Tout dans la société peut sembler orienté vers l'optimisation, qu'il s'agisse de tests standardisés ou d'algorithmes d'intelligence artificielle. On nous apprend à savoir quel résultat vous souhaitez atteindre et à trouver le chemin pour y parvenir.
Kenneth Stanley, ancien chercheur d'OpenAI et co-fondateur d'une nouvelle plateforme de médias sociaux appelée Maven, prêche depuis des années que cette méthode de pensée est contre-productive, voire carrément nuisible. Au lieu de donner la priorité aux objectifs, Stanley dit que nous devrions donner la priorité au hasard.
« Parfois, afin de trouver les tremplins qui mèneront aux choses qui nous tiennent à cœur, nous devons nous éloigner du chemin de l'objectif et nous engager sur le chemin de l'intéressant », a déclaré Stanley à TechCrunch dans une interview vidéo. « Le hasard est le contraire de trouver quelque chose à travers des objectifs. »

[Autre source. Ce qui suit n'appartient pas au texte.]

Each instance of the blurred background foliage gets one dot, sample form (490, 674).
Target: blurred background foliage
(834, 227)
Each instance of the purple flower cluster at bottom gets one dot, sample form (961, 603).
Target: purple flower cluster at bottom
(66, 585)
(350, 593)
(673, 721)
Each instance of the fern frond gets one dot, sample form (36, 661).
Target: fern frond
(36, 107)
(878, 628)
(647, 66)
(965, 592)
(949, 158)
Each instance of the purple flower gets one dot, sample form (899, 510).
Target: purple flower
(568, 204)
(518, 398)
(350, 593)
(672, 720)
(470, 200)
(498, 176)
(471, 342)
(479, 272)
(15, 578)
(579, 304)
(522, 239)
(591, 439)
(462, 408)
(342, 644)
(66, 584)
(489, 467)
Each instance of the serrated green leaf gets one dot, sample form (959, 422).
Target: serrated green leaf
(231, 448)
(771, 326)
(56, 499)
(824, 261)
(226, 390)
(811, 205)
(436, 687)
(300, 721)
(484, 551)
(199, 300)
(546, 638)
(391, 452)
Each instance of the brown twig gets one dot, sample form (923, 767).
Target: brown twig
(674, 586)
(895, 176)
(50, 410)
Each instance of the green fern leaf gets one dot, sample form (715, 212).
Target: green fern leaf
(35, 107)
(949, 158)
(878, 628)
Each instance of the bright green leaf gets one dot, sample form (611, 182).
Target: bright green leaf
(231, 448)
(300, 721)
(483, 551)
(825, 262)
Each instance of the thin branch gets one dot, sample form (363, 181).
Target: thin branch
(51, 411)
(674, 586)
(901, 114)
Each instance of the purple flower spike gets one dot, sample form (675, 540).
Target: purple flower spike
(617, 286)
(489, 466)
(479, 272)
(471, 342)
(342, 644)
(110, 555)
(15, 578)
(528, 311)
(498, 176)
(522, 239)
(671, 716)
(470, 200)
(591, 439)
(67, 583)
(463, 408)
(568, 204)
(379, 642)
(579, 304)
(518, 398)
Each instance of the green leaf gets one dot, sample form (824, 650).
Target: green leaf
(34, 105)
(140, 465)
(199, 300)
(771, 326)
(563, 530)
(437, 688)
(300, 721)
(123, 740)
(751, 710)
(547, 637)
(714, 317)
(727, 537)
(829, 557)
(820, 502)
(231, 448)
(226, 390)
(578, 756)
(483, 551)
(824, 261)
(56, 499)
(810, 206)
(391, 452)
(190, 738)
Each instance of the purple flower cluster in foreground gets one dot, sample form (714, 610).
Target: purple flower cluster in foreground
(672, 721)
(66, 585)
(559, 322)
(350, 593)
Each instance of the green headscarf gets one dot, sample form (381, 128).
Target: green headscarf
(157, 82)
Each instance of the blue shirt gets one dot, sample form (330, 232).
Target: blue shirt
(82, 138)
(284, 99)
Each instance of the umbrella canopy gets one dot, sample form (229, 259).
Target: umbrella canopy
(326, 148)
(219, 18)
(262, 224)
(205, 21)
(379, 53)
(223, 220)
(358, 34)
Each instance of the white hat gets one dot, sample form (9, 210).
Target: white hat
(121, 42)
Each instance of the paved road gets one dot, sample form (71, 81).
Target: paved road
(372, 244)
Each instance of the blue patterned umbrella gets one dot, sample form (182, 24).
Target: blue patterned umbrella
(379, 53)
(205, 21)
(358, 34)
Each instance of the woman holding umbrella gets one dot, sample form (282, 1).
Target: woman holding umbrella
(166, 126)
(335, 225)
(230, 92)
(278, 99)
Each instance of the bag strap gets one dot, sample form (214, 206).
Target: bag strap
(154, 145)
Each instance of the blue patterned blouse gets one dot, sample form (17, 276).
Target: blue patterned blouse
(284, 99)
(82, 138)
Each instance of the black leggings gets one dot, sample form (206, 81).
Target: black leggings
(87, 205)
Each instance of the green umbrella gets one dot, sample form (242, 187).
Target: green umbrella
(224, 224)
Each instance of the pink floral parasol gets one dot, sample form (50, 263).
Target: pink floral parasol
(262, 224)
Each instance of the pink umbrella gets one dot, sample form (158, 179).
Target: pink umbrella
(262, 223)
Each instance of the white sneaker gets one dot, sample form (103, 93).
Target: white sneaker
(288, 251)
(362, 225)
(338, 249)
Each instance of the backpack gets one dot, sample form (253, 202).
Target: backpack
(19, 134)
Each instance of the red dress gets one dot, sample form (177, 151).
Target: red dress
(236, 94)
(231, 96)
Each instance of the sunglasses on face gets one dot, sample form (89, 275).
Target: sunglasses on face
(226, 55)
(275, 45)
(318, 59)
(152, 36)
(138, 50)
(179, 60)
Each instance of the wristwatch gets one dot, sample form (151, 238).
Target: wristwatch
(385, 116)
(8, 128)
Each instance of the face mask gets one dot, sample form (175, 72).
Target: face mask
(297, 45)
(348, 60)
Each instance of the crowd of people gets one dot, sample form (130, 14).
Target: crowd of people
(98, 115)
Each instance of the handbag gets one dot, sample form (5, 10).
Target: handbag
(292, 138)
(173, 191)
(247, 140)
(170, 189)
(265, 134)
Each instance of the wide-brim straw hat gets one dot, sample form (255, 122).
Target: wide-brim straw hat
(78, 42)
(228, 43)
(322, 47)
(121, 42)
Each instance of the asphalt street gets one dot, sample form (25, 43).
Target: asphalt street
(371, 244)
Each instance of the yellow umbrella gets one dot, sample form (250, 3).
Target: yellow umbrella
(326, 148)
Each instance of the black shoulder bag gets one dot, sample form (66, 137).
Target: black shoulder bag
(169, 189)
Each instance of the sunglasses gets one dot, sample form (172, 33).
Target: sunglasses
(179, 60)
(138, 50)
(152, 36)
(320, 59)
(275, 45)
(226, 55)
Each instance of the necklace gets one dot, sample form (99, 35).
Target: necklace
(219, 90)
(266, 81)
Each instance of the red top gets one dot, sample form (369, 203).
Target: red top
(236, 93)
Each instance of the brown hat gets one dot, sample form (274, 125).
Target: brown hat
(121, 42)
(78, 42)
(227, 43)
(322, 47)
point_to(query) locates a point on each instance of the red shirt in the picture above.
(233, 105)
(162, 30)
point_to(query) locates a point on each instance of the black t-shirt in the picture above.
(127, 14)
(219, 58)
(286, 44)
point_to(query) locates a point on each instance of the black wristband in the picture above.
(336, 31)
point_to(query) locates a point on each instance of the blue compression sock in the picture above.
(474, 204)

L’idée de rechercher la nouveauté en soi est née d’un concept algorithmique que Stanley étudie et appelle l’ouverture, un sous-domaine de la recherche en IA sur les systèmes qui « continuent à produire des choses intéressantes pour toujours ».
« Les systèmes ouverts sont comme des systèmes artificiellement créatifs », a déclaré Stanley, soulignant que les humains, l'évolution et la civilisation sont également des systèmes ouverts qui continuent de se construire sur eux-mêmes de manière inattendue.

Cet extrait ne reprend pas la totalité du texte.